The other change in Efron for this role is that, contrary to the countless teen magazine covers, beach shots, and paparazzi pics that consistently depict him as smooth as a marble statue, he’s really a pretty hairy guy. I’ve said for years that there must be a small legion of groomers who make a living shaving, waxing, and tweezing him into his established and expected image – but perhaps no longer now that the fur is out of the bag.
While it’s Efron’s movie to carry, he’s part of a solid production and a well chosen cast and whether or not you enjoy this genre, it’s about as well done as one might hope. His is a role that might just as easily have gone to an actor like Channing Tatum, who recognizes his own limitations and would have given it his best shot, but who probably couldn’t have pulled it off quite as well. The character needs to look a certain way – not necessarily wise beyond his years but somebody who has seen enough violence for several lifetimes and who is happy to move from the frenetic pace of a war zone to as simple a job as possible without needing to explain himself to people who haven’t seen what he has seen.

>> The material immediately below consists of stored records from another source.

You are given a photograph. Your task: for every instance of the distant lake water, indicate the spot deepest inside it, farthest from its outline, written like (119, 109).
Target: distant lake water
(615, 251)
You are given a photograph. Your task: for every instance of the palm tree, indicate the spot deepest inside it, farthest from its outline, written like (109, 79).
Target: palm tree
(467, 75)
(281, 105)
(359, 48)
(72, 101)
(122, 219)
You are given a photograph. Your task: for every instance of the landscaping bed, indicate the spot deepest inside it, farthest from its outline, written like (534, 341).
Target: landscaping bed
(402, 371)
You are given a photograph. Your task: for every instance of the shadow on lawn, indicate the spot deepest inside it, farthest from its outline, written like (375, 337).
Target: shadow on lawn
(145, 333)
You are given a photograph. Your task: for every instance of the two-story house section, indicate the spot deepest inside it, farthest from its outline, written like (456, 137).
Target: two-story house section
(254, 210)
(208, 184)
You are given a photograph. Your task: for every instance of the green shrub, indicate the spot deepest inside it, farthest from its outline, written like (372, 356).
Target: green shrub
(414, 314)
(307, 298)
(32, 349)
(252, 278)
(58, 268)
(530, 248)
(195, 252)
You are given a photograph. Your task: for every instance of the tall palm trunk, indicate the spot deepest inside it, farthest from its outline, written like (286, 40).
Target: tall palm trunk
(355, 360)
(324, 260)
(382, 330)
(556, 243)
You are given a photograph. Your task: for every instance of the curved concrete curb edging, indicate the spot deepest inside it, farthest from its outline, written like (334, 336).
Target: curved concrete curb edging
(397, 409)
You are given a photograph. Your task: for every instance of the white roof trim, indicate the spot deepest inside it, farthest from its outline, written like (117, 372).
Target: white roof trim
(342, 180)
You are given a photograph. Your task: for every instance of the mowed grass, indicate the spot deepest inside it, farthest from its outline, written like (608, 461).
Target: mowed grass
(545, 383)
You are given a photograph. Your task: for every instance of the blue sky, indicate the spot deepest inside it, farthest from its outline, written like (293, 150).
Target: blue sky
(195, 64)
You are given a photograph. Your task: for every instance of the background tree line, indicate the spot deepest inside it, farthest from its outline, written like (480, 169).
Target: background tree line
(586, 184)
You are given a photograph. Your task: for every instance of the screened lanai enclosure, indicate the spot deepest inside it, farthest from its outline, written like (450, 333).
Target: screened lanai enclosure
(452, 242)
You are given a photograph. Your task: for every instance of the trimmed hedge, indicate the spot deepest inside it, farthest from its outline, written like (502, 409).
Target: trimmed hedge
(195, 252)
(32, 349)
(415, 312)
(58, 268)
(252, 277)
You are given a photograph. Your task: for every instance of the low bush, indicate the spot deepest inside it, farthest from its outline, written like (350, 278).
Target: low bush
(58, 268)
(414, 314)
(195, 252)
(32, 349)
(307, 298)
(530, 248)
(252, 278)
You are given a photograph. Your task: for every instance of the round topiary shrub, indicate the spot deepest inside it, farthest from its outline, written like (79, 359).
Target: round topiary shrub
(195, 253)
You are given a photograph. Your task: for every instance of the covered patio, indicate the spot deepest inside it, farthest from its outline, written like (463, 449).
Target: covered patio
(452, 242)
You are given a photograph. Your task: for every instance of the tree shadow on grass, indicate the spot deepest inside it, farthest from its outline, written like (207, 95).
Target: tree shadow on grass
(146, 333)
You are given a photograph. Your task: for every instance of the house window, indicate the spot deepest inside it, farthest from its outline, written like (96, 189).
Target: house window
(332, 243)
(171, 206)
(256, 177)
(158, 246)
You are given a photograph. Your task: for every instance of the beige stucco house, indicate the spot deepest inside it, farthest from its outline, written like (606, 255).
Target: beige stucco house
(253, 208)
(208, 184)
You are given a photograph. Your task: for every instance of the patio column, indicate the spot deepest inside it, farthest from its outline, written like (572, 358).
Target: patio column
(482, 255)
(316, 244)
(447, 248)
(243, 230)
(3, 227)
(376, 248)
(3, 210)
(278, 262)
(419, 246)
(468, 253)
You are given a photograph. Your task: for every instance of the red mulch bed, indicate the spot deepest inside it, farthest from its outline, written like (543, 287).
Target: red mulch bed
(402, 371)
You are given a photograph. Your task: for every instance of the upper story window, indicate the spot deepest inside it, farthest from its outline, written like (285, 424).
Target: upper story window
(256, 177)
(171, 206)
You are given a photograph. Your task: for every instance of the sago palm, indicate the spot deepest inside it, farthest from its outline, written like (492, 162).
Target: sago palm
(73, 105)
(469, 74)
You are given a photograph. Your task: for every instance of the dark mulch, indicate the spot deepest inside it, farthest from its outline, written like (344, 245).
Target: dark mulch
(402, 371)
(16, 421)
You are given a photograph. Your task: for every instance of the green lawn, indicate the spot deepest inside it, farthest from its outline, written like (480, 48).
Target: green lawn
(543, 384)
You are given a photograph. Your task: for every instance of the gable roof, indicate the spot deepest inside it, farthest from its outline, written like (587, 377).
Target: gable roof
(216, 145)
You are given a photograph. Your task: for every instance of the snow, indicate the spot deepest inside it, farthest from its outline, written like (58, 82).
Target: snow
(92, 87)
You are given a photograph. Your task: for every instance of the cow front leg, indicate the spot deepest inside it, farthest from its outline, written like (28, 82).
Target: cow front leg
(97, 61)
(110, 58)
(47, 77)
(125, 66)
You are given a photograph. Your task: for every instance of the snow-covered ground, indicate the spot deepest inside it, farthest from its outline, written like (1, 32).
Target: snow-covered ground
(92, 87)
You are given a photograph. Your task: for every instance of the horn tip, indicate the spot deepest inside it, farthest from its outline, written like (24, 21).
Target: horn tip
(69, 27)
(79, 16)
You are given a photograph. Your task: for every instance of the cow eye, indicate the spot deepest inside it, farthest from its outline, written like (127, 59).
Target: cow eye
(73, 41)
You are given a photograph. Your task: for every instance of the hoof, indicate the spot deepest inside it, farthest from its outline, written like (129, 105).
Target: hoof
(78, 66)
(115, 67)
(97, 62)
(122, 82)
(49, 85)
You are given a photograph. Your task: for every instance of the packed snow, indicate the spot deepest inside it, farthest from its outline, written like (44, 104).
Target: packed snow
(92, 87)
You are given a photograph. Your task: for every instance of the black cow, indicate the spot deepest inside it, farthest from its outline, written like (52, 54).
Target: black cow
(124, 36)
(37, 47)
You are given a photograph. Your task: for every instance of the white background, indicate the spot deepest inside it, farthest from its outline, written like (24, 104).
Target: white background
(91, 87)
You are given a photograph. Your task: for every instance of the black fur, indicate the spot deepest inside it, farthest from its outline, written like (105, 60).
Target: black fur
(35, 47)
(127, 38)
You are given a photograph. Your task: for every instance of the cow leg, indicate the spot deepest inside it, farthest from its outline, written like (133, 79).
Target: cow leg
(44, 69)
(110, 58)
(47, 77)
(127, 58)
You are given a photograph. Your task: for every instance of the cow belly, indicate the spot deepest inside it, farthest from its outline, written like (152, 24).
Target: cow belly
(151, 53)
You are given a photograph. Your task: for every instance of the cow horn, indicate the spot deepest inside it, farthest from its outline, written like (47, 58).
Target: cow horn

Cyril is also forced to grow up too soon, but at 11 years old he’s far from being fully formed. He’s at an age where he’s impressionable, hopeful, and almost entirely lacking in the ability to make reasoned judgments based on long term consequences. He’s like a walking example of the idiocy of adult trials and sentencing statutes for pre-teen offenders. And while that’s not a topic of the film, there is an interesting scene in which a somewhat different approach to legal settlements is seen, with a remarkably pragmatic and non-sensationalized arbitration contract that most likely would have been cause for a wildly hyperbolic civil case in an American courtroom.
But every time that you want to reach into the screen and slap Cyril for his choices, you find yourself remembering that age and developmental stage – something that doesn’t excuse other characters in the story, including the father who finds fatherhood to be an inconvenience he’d rather avoid. And you’re left wondering about the backstory of the woman (played by Cécile de France) who decides to help Cyril, by being a weekend foster parent, and who puts up with his frontal lobe-deficient behavior.
This might be the biggest flaw of what is otherwise a neat film – that we’re asked to believe and simply accept that a random stranger would suddenly and profoundly alter her life based on nothing more than a passing, spontaneous request from Cyril. It’s not that it’s impossible, it’s that it seems to require a little more context – perhaps she’s had her own rough childhood or abandonment experiences – but without that context we’re left to watch Cyril’s character arc with her as little more than a prop in his story.
Both films are well made and well acted and worth checking out. Making the audience lucky too.